Mayor, New York City

Then a billionaire businessman running for the New York City GOP mayoral nomination, Bloomberg was on a post-primary day vote stroll to his campaign headquarters with New York Daily News columnist Michael Daly.

“One of the things we talked about was, it was a crisp, clear fall day. Then I went inside, had a cup of coffee and started reading the newspapers. And somebody said, ‘A small plane had hit the World Trade Center,’” Bloomberg said.

Like everyone else, Bloomberg, a licensed pilot, was initially mystified when he saw the carnage on TV. “I looked up, and you could see the gash across the building from one end to another. And I said, ‘That’s not a small plane, that’s got to be an airliner.’ Did I think that it was deliberate, terrorism? No, nor did anybody else.”

Dennis Hastert

Then-House speaker (R-Ill.)

Hastert got to the television in his Capitol office just in time to see the second plane hit the World Trade Center. He immediately tried to call Vice President Dick Cheney on a secure phone. But Cheney was unreachable.

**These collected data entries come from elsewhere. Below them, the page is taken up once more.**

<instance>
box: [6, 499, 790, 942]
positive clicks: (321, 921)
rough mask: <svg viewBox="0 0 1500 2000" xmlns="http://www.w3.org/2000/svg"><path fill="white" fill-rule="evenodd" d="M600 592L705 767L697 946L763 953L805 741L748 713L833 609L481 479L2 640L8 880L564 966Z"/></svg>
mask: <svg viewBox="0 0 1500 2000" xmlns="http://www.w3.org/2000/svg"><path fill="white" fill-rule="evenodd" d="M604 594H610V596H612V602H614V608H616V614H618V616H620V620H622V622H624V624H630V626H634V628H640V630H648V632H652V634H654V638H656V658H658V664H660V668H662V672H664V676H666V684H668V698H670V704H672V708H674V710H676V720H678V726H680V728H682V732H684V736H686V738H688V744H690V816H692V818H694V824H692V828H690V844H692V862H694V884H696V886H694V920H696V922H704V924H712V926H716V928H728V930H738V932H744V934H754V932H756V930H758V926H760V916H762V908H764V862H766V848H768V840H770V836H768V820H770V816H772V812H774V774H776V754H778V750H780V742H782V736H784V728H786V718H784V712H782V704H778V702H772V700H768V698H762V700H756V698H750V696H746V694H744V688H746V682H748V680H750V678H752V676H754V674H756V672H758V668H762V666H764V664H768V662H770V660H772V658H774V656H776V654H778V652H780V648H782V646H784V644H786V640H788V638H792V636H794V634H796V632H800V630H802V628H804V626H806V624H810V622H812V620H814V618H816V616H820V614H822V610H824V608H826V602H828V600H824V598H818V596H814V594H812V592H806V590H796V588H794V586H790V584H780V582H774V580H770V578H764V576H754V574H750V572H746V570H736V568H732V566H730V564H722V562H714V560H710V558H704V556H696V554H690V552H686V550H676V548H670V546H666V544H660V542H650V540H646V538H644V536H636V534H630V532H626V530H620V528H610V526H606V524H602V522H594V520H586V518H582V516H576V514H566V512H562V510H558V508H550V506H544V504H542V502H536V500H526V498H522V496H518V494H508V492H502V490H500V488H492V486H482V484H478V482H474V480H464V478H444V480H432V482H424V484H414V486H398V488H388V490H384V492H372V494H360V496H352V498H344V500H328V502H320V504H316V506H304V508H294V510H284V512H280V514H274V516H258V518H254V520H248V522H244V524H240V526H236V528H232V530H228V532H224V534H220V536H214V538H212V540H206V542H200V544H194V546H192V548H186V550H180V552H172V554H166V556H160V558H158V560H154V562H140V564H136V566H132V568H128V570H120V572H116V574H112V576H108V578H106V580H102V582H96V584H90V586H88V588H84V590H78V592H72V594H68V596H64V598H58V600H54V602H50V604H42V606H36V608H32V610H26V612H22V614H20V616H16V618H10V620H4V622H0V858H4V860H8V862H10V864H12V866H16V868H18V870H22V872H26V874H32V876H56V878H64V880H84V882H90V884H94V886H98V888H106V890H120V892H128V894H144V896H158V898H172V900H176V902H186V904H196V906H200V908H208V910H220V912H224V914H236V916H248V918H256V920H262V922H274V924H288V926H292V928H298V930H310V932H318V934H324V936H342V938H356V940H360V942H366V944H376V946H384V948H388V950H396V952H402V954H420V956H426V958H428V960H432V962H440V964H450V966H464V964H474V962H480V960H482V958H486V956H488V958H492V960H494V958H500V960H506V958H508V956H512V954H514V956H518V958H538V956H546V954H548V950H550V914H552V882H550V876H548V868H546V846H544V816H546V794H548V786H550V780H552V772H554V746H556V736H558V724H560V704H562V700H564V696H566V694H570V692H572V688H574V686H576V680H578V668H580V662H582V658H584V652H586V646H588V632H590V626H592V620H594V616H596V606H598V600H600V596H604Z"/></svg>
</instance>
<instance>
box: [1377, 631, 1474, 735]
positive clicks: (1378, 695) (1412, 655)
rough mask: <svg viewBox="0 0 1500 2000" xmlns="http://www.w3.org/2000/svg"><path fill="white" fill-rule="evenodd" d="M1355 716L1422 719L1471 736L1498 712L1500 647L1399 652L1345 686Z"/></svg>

And then Hastert saw the smoke. It was curling around the Washington Monument. At that moment, he made a decision: The Capitol was shutting down.

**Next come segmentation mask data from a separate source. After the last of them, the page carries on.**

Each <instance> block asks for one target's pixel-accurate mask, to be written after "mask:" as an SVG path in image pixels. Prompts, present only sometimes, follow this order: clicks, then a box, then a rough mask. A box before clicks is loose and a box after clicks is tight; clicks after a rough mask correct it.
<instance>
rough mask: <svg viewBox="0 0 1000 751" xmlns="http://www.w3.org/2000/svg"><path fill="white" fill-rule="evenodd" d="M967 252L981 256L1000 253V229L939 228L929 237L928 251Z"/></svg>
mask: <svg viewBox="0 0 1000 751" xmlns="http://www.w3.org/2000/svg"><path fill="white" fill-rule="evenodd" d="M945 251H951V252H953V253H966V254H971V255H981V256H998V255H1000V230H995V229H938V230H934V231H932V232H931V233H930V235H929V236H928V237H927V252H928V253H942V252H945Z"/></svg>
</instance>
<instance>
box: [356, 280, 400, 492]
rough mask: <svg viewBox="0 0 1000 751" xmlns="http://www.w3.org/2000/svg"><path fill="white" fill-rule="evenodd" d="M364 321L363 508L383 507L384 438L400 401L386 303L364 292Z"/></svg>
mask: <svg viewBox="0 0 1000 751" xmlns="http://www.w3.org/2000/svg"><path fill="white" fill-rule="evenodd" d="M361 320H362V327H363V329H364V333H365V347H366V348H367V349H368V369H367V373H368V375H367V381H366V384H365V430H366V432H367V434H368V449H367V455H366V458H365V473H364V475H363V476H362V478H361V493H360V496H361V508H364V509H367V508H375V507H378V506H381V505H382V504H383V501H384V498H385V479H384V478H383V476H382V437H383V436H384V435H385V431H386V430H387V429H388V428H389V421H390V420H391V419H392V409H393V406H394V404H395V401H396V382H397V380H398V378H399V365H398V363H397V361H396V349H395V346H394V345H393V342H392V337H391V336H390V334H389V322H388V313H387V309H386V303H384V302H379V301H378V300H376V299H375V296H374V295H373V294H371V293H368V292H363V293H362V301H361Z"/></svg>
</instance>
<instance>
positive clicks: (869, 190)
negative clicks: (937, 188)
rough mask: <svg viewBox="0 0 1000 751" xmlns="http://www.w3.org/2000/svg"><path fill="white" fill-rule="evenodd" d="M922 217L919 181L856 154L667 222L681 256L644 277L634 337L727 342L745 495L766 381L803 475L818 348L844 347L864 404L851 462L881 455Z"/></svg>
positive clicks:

“So next thing I knew, I was in a tunnel between the Capitol and the Rayburn building and stuck in the back of a Chevy Suburban,” Hastert recalled. “I’m shooting out of there, and I’m going across south of Washington heading for Andrews Air Force Base.” When he got to Andrews, he reached Cheney, who told him, “You’re going to an undisclosed location for the day, and we’ll be in touch.”

“Subsequently, I was on a helicopter to an undisclosed location, going across Washington — nothing on the streets,” Hastert said. He continued, “I went from a peace-time speaker — the president went from a peace-time president, worried about transportation and education and health care and all those other things we do — to a wartime speaker. Basically, the president and I made a pact that we weren’t going to let this thing happen again.”

Rep. Peter King

(R-N.Y.)

The big event King had planned that day was a stop at the White House barbecue with his wife, Rosemary.
But as the Long Island congressman awaited her arrival in Washington, King got a panicked phone call from his daughter. Her husband’s office windows directly faced the World Trade Center, where an airplane had slammed into the North Tower seconds before.
At first, King thought it was an accident. Then, as he watched the second plane hit the tower live on television, he had no doubt that it was an act of terror.
“It didn’t really hit me as to how bad it was going to be … it makes no sense now,” he recalled. “During the afternoon, I started getting phone calls from friends of mine saying this guy was killed, that guy was killed. That’s when it started to hit home.”